Jaws drop at this digitally-enhanced live-action adventure, and that’s before the eponymous warrior sheds his clothes to fight the man-eating Grendel, or Angelina Jolie’s sylph-like form emerges naked and dripping wet to seduce the brawny hero.
Screenwriters Neil Gaiman and Roger Avary adapt the Anglo-Saxon poem into a three-act adventure punctuated by terrific set pieces. Unfortunately, the story sags badly in the middle section and the tone errs towards the unintentionally camp or unnecessarily risque.
Rolling back the mists of time to Denmark AD507, the film settles in the realm of corrupt King Hrothgar (Hopkins), whose sins have condemned his people to brutality at the hands of savage beast Grendel (Glover).
A great warrior (Winstone) arrives by long boat on Danish shores. “I am Beowulf and I am here to kill your monster,” the stranger proudly tells the king.

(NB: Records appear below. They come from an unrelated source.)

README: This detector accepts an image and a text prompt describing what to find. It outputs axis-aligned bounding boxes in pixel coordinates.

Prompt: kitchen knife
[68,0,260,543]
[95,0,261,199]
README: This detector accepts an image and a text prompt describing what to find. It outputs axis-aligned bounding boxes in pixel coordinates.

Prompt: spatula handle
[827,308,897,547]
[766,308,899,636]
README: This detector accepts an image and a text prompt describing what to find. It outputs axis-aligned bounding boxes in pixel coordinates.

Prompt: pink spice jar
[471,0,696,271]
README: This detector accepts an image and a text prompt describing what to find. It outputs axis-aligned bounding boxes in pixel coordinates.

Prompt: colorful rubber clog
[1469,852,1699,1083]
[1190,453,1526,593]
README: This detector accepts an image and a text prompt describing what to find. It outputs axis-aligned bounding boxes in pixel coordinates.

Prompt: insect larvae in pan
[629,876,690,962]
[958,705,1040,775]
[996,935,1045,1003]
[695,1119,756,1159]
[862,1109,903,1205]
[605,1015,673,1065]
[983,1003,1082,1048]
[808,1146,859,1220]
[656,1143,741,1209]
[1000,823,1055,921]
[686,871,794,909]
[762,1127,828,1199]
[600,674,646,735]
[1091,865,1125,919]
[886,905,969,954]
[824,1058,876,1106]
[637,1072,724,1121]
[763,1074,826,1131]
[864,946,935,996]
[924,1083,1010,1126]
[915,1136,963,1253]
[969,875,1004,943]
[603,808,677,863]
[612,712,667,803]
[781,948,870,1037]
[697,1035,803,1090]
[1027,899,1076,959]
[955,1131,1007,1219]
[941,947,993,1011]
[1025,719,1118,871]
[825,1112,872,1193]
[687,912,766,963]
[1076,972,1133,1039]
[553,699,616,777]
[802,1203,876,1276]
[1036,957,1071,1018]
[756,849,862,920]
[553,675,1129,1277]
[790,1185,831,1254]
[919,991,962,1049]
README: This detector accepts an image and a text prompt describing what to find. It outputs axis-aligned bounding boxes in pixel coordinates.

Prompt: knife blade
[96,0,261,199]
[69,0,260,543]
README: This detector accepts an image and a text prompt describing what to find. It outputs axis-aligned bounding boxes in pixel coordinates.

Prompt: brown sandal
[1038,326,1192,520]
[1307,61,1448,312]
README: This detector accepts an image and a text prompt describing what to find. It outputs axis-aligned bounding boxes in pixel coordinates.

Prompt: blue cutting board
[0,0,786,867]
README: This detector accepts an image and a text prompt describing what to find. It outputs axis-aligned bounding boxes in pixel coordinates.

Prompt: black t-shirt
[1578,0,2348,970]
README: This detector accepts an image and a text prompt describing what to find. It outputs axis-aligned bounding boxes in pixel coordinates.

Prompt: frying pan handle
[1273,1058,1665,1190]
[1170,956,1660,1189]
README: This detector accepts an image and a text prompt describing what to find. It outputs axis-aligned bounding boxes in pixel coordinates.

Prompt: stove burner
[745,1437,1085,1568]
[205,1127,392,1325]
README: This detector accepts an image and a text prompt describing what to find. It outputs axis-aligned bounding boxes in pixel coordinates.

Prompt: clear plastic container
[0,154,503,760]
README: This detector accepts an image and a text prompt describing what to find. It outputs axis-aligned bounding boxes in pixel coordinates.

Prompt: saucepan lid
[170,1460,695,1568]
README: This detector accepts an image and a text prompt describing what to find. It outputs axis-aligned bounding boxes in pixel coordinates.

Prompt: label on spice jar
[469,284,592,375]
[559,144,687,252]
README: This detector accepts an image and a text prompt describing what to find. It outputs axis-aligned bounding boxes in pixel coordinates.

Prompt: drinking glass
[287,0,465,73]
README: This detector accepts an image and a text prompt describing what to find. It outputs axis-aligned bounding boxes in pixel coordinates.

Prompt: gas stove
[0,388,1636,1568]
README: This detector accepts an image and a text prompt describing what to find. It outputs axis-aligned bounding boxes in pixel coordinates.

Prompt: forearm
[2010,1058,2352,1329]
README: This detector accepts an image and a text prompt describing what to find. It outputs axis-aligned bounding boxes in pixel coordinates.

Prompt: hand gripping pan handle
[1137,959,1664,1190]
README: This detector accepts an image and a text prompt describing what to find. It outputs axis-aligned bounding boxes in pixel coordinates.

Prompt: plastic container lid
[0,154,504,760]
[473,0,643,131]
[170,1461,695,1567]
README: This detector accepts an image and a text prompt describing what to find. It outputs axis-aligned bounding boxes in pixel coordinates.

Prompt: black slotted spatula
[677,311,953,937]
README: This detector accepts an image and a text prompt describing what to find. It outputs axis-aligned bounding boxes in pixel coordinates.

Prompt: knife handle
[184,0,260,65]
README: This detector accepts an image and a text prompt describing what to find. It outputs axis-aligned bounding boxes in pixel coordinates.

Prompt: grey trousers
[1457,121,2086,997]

Beowulf is violent and gory, with disturbing scenes of characters being torn limb from limb, fully warranting the 12A classification. Dolby 3D Digital prints of Beowulf will be screened at selected cinemas, and the results are jaw-dropping.
(12A, 114 mins) Drama/action. Ray Winstone, Anthony Hopkins, John Malkovich, Robin Wright Penn, Brendan Gleeson, Crispin Glover, Alison Lohman, Angelina Jolie. Director: Robert Zemeckis.